Muchas veces nos venden la ilusión del capitalismo como un sistema de realización de los deseos, donde podemos avanzar en una ilimitada búsqueda de la felicidad. La lógica neoliberal refuerza este discurso, enseñándonos, además, que la búsqueda de la felicidad es siempre e invariablemente una cuestión individual. Los grandes relatos han muerto, sostienen, y con ellos la posibilidad de proyectos colectivos. Queda entonces el refugio de una individualidad hedonista, donde la felicidad se reduce a la satisfacción de necesidades individuales, en la forma y los marcos establecidos por el propio sistema.
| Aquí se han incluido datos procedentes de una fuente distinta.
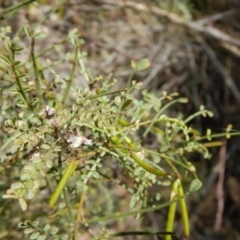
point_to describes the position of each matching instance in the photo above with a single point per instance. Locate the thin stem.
(36, 77)
(70, 80)
(84, 69)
El derrumbe del socialismo en Europa del Este reforzó los sentidos de lo que el marxista británico Mark Fisher denomina como “realismo capitalista”. Esto es, básicamente, la concepción de que nos hayamos no en el mejor de los mundos posibles, como sostenía un personaje del "Cándido", de Voltaire, sino en el único mundo posible y debemos aceptarlo. Así nos educan las industrias culturales, las redes sociales, los aparatos ideológicos del moderno estado capitalista, para la normalización de las relaciones de producción imperantes y la invisibilización del sistema. El show es una poderosa herramienta de educación e insensibilización política y, al mismo tiempo, es parte de la construcción de un mundo espectacularizado, donde predominan las apariencias sobre las esencias y donde se impone una violenta idea de la felicidad, asociándola de modo casi invariable al éxito y la belleza.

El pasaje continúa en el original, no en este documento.